NSError *error = nil;
NSArray *allData = [NSJSONSerialization JSONObjectWithData:JSONData
                                                   options:0
                                                     error:&error];
if (error)
    NSLog(@"%s: JSONObjectWithData error: %@", __FUNCTION__, error);

In your comments, you suggest that you received an error about "Unescaped control character around character 414." That would suggest an error in the JSON, itself, which you might want to validate by copying into http://jsonlint.com/ and see if it reports any issues.

In response to the broader question about whether there are any Objective-C issues, there are no coding errors, per se.
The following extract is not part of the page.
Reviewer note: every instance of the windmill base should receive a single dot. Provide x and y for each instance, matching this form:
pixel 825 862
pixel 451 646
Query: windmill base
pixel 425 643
I can't comment on the for loop which clearly assumes that allData is an array of dictionaries to which I cannot attest without seeing the JSON. But I'll take your word for it. But, yes, the Objective-C code looks fine (albeit, a little light on checking of the return values types and error objects).

For example, if you wanted some diagnostic assert statements that you could use during development, you might do something like:

NSArray *allData = [NSJSONSerialization JSONObjectWithData:JSONData options:0 error:nil];
NSAssert(error, @"%s: JSONObjectWithData error: %@", __FUNCTION__, error);

NSLog(@"%s: array=%@", __FUNCTION__, array);

NSAssert([allData isKindOfClass:[NSArray class]], @"allData is not an array");

for (NSDictionary *diction in allData) {
    NSAssert([diction isKindOfClass:[NSDictionary class]], @"%s: diction is not a dictionary (%@), __FUNCTION__, diction);

    NSString *recipe = [diction objectForKey:@"recipe"];

    NSAssert(recipe, @"%s: Did not find recipe key in diction (%@)", __FUNCTION__, diction);

    [array addObject:recipe];
}

If any of these errors were possible runtime errors in production, you'd replace assert statements with if statements that do the necessary error handling. But hopefully it illustrates the concept.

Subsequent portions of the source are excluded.